NEW YORK | 'When a man repeats a promise again and again, he means to fail you,' says an old proverb. But, what if the promise is made by the biggest Wall Street companies like Merril Lynch, Bank of America, UBS and Citigroup, those that got the bailout?
Many of them have settled fraud cases brought by the US government with a promise to never violate the same law. But, as The New York Times points out, since 1996 they have broken it at least 51 times.
Last month, Citigroup agreed to pay $285 million to settle civil charges that it had defrauded customers during the house bubble. As part of that settlement, Citigroup agreed not to violate an anti-fraud law. Exactly the same promise it made four times before: in July 2010, May 2006, March 2005 and April 2000.
According to a New York Times analysis, nearly all of the biggest financial companies — Goldman Sachs, Morgan Stanley, JP Morgan Chase and Bank of America among them — have done the same.
“The point is that there may be customers who have concluded that they can’t trust Wall Street to act in their best interests.

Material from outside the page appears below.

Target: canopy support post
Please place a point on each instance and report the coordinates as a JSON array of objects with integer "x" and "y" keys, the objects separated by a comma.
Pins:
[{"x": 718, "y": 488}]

And that loss of trust could be coming home to roost in the form of less business”, writes Peter Cohan at Forbes.
Are these kinds of settlements enough to deter repeating offenses? The S.E.C. is the US front-line defense against financial fraud. It is responsible for bringing financial wrongdoers to justice. Yet its $1.4 billion budget is way meager than Wall Street firms'. In 2009 Citigroup and JPMorgan Chase spent $4.6 billion each, four times the S.E.C.’s entire annual budget, on information technology alone. Halah Touryalai put this dillema into context: only in litigation reserves, for example, JP Morgan spent $4 billion as of the third quarter 2010.
The S.E.C. knows that taking Wall Street firms to court, and risking to lose the case, is far much costly than a settlement even if it there is a big chance that the promises keep on being broken.